The values represent the average throughput of 16 runs with four threads using the Xpp3 parser for a structure with 10.000 string elements of various sizes and duplicates. The benchmarks demonstrate different implementations and configurations of the StringConverter.

StringConverter Strategy Throughput
No Cache 9755034.512
Intern 12650471.288
ConcurrentMap (length limit) 12072029.228
ConcurrentMap (unlimited) 11431423.547
Sync'd WeakCache (length limit) 12748751.700
Sync'd WeakCache (unlimited) 11178461.611
No Cache
An implementation that does not cache deserialized String values with the consequence that repeated values will always allocate separate memory.
Intern
An implementation that uses String.intern() to cache the individual values. The memory pool used for the values is dependent on the JDK version. Up to Java 7 this was the permanent generation space i.e. the memory has to be shared with all loaded classes. It is up to the garbage collection when these string values are freed again.
ConcurrentMap (length limit)
An implementation that uses a ConcurrentHashMap as cache for strings of limited length (38 characters). The lifetime of the cache is equivalent with the lifetime of the XStream instance.
ConcurrentMap (unlimited)
An implementation that uses a ConcurrentHashMap as cache for all strings. The lifetime of the cache is equivalent with the lifetime of the XStream instance.
Sync'd WeakCache (length limit)
An implementation that uses a WeakCache for strings of limited length (38 characters). This cache uses weak references for its keys and values. An entry is therefore only kept as long as the deserialized object structure is referencing it. This is XStream's default strategy.
Syn'd WeakCache (unlimited)
An implementation that uses a WeakCache for all strings. This cache uses weak references for its keys and values. An entry is therefore ony kept as long as the deserialized object structure is referencing it.

Name Coder Benchmark

The values represent the average throughput of 25 runs with four threads using the Xpp3 parser for a structure with 250 nested elements using names invalid for XML elements. The benchmarks demonstrate different implementation strategies for a NameCoder to create valid tag names in XML.

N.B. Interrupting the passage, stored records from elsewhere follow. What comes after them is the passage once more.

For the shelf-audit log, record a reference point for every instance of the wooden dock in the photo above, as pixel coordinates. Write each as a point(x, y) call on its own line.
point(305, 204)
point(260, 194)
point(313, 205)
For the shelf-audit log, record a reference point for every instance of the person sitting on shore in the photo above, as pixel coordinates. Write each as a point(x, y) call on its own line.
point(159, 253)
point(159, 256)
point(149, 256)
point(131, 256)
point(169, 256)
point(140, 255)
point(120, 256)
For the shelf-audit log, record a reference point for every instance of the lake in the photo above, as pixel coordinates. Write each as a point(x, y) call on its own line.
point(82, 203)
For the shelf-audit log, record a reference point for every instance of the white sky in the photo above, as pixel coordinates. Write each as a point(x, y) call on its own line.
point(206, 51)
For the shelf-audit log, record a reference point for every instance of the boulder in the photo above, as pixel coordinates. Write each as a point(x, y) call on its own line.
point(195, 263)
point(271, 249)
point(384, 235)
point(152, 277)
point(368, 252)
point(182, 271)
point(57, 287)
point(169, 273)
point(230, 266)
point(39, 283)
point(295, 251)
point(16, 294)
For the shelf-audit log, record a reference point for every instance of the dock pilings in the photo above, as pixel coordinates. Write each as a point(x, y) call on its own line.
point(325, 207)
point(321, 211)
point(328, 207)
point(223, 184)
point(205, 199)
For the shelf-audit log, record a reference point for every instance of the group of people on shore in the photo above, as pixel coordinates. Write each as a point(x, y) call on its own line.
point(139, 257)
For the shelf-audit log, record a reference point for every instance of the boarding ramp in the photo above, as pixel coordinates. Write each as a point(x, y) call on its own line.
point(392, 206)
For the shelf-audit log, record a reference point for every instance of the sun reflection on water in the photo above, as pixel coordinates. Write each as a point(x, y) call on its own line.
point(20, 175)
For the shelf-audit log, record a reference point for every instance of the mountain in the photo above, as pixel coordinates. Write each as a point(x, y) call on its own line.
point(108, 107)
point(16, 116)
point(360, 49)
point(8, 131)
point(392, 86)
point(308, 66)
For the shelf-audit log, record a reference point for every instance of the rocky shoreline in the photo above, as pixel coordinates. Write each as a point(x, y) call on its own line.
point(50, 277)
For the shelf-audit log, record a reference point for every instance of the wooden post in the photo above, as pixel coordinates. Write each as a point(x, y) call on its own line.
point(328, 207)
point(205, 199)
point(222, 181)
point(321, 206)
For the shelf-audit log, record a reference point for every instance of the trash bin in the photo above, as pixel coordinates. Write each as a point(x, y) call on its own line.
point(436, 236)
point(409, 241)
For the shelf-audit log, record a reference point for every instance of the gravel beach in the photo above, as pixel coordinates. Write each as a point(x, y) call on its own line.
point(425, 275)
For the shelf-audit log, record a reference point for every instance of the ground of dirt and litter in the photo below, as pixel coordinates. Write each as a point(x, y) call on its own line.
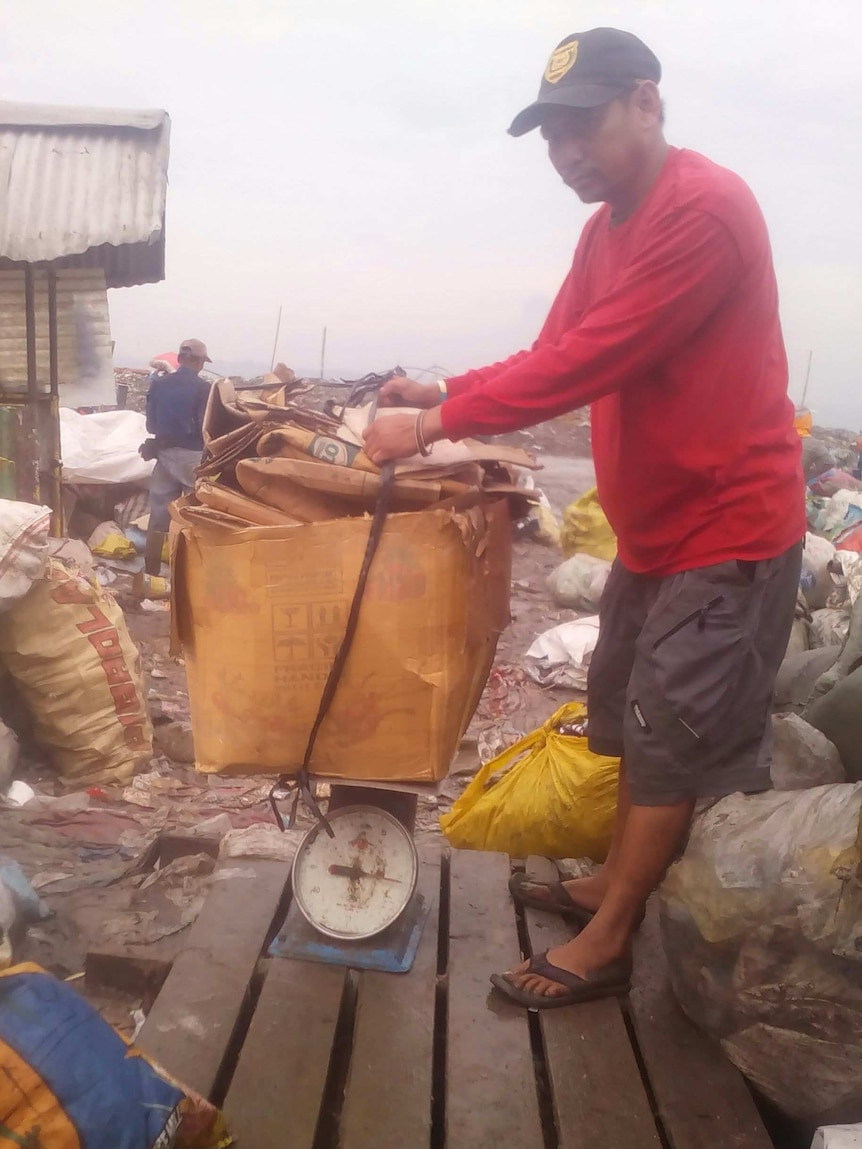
point(93, 856)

NameCoder Implementation Throughput
No Coding 4057270.642
Dollar Coding 4635671.256
Escaped Underscore Coding 5974244.102
Cached Escaped Underscore Coding 4531410.494
Xml Friendly Coding 4953594.706
No Coding
An implementation that does not encode the names of XML elements. It relies on the fact that the object graph does not contain elements with invalid XML names, because the name of the class types and members are either conforming or have been aliased.
Dollar Coding
An implementation that uses String.replace to replace any dollar sign with '·' (middle dot), a valid character normally not used for Java identifiers. In typical Java code there are no other invalid characters used for Java identifiers, however, Java allows identifiers to contain a wide range of UTF-8 characters and the JVM has even less restrictions.
Escaped Underscore Coding
An implementation that uses a StringBuilder to create the XML name by replacing any dollar sign with '_-' and escapes every plain underscore with two ones. The implementation will therefore only use characters in the standard ASCII range. It is not possible to use a simple minus sign as replacement because it is not a valid first character for XML names. However, the comments about Java identifiers and JVM identifiers from the Dollar Coding still apply.
Cached Escaped Underscore Coding
An implementation that implements a cache for the NameCoder that escapes the underscores.
Xml Friendly Coding
The default implementation of XStream using a StringBuilder and a cache, encoding any character that is invalid for XML names. It implements also the underscore escaping for compatibility reasons with XML created by earlier versions of XStream.